Die internen Spannungen bei Samsung haben sich verschärft, seit die Speicherpreise rasant steigen. Branchenkreisen zufolge hat die Halbleitersparte des Konzerns (DS) eine Anfrage der Mobilsparte MX nach zusätzlichem DRAM für kommende Galaxy-Geräte abgelehnt. DS stellt derzeit die Marge in den Vordergrund, weil der Mangel höhere Chippreise erlaubt – eine pragmatische Entscheidung, die intern zwangsläufig Reibung erzeugt.

Statt des üblichen Jahresvertrags könnten die Lieferkonditionen nun vierteljährlich neu verhandelt werden. Das zwingt das Mobilgeschäft, die Zuteilung von DRAM immer wieder neu zu beantragen. Die Konzernspitze hat sich eingeschaltet, doch bislang hat sich MX lediglich die Versorgung für das Schlussquartal des Jahres gesichert – ein kurzfristiger Erfolg, der den Rest der Roadmap ungeschützt lässt.

Der Preissprung ist deutlich: Ein 12‑GB‑LPDDR5X‑Modul kostet inzwischen rund 70 US‑Dollar – mehr als doppelt so viel wie die 33 Dollar zu Jahresbeginn. Angesichts knapper Verfügbarkeit lenkt DS die Chips zu externen Kunden, wo sich die besten Preise erzielen lassen, selbst wenn die eigene Mobilsparte dadurch weniger bekommt. Es ist der klassische Zielkonflikt eines Konglomerats: kurzfristige Marge gegen Produktdynamik.
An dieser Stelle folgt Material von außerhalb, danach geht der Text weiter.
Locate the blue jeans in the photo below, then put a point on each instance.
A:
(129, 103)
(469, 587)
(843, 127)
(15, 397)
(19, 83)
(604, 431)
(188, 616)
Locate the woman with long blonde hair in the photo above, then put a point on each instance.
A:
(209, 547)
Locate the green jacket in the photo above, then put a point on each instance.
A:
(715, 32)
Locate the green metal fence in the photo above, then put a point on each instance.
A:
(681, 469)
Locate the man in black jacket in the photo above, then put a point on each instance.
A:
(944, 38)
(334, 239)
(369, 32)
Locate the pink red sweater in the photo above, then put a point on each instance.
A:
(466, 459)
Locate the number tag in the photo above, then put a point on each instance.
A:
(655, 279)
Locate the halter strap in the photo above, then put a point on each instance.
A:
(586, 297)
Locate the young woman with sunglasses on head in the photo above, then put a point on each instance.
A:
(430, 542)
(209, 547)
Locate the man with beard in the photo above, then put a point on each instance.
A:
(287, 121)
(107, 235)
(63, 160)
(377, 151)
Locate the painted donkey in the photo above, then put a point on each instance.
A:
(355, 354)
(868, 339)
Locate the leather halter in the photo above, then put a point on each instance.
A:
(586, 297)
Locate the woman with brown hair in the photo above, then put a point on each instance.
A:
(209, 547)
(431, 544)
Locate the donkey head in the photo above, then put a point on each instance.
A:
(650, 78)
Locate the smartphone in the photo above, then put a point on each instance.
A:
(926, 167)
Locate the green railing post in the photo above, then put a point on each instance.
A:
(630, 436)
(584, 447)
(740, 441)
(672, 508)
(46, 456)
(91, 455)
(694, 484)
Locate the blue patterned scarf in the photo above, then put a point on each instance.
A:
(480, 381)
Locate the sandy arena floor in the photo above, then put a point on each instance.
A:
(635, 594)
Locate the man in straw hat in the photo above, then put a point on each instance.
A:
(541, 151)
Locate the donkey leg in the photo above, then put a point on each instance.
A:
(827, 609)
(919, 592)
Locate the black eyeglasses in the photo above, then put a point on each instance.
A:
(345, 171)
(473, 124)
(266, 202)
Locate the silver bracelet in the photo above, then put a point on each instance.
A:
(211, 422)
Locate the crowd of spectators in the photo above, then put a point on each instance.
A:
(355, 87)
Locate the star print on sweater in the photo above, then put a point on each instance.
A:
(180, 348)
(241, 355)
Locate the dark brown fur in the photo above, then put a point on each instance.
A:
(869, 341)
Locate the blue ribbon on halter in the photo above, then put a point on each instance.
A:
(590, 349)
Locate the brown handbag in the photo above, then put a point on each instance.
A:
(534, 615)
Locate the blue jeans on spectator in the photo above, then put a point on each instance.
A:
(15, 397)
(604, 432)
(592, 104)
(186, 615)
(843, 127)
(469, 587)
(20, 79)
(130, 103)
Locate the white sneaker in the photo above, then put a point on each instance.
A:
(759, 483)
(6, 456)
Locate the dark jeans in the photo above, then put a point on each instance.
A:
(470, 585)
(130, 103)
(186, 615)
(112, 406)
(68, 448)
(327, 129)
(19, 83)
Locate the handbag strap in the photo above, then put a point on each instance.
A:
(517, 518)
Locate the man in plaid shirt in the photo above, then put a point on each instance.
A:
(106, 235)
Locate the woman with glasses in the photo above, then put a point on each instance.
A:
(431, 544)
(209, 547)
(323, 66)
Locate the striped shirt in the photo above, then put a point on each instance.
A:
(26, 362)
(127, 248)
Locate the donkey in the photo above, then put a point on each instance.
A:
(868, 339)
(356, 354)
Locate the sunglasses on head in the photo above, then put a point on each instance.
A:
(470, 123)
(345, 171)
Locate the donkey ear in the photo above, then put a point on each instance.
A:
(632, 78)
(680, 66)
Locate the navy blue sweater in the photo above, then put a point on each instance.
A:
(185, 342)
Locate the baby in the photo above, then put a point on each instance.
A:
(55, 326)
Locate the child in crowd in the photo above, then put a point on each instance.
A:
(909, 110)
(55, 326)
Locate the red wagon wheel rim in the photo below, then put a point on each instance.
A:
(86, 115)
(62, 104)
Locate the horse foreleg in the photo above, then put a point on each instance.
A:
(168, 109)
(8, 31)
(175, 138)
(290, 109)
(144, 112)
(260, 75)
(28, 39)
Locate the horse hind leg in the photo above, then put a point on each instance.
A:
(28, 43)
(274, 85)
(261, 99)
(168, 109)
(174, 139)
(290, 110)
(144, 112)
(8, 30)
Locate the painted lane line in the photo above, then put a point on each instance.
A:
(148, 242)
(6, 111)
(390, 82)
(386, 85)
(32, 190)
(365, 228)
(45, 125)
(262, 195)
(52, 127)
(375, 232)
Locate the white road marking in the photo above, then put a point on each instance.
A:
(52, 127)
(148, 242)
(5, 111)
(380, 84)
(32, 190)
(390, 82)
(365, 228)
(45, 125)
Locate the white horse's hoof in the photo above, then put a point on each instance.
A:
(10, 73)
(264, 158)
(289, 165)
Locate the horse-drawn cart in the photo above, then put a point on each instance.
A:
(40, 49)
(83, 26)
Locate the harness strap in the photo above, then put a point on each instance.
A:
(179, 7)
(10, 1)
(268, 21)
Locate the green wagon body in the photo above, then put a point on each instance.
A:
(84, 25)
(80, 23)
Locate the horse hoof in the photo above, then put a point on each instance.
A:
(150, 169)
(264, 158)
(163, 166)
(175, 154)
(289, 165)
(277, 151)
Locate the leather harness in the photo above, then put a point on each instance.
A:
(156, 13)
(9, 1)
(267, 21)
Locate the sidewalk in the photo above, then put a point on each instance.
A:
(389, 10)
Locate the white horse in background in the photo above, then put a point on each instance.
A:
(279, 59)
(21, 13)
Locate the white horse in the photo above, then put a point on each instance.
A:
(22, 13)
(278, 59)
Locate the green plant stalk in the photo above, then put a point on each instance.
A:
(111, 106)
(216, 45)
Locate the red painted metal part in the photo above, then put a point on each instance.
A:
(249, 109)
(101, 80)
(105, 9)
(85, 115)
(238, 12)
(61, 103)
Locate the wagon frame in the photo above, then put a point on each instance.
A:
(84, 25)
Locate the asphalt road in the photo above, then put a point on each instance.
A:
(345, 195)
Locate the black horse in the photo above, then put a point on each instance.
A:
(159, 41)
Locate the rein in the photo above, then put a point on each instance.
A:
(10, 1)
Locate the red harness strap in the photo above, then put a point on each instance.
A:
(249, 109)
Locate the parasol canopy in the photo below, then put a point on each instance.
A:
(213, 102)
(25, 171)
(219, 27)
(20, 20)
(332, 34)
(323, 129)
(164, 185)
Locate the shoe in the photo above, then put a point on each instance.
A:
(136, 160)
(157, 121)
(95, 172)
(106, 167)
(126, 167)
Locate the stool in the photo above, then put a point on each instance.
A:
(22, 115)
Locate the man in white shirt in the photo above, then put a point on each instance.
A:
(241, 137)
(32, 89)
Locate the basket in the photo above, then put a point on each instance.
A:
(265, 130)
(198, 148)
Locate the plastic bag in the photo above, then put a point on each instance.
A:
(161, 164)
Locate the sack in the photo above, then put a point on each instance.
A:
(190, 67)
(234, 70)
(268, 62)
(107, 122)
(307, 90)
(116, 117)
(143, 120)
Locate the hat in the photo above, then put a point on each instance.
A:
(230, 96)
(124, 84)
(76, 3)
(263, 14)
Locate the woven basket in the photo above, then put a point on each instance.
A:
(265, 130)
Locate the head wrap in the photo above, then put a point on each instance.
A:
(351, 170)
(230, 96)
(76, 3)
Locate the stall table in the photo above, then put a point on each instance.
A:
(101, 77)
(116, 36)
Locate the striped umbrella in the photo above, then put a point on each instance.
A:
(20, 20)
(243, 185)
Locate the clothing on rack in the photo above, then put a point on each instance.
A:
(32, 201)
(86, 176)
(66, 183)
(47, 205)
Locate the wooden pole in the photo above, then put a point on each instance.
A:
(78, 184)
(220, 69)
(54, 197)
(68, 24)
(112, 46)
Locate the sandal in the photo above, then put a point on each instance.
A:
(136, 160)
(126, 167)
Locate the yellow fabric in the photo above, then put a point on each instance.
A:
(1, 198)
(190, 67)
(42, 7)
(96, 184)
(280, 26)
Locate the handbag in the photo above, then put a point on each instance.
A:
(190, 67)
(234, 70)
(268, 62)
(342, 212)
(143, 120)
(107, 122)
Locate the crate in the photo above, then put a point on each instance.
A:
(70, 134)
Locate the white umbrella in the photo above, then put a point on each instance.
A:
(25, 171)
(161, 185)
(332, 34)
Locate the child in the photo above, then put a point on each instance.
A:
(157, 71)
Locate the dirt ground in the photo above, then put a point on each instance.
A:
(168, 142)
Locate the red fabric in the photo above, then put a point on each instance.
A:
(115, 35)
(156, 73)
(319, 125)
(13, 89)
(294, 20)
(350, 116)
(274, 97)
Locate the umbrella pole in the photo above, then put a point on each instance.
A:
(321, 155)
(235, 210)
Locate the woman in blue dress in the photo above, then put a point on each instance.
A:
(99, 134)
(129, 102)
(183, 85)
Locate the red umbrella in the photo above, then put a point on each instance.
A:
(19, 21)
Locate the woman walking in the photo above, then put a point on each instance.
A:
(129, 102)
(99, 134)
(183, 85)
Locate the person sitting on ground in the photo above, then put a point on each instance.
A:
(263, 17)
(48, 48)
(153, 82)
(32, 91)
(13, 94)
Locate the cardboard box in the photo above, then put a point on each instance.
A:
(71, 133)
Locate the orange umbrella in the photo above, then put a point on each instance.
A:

Fachleute erwarten, dass höhere DRAM- und NAND-Preise zusammen mit Effizienzgewinnen durch den 2‑nm‑Prozess Samsungs operativen Gewinn 2026 auf 69 Milliarden US‑Dollar heben könnten. Zugleich strebt das Unternehmen an, das Foundry-Geschäft bis 2027 auf einen verlässlich profitablen Kurs zu bringen – ein Ziel, das die harten Entscheidungen der Gegenwart plausibel macht, darunter die Absage an MX für zusätzlichen Speicher.

Diese Gemengelage könnte dazu führen, dass sich die Galaxy‑S26‑Reihe, die für Februar 2026 erwartet wird, verspätet oder mit höheren Einstiegspreisen startet. Allerdings werden Samsungs Spitzenmodelle in vielen Märkten oft schnell rabattiert, sodass die Kundschaft den großen Preisschock womöglich gar nicht spürt – selbst wenn der erste Eindruck am Launch‑Tag anderes suggeriert.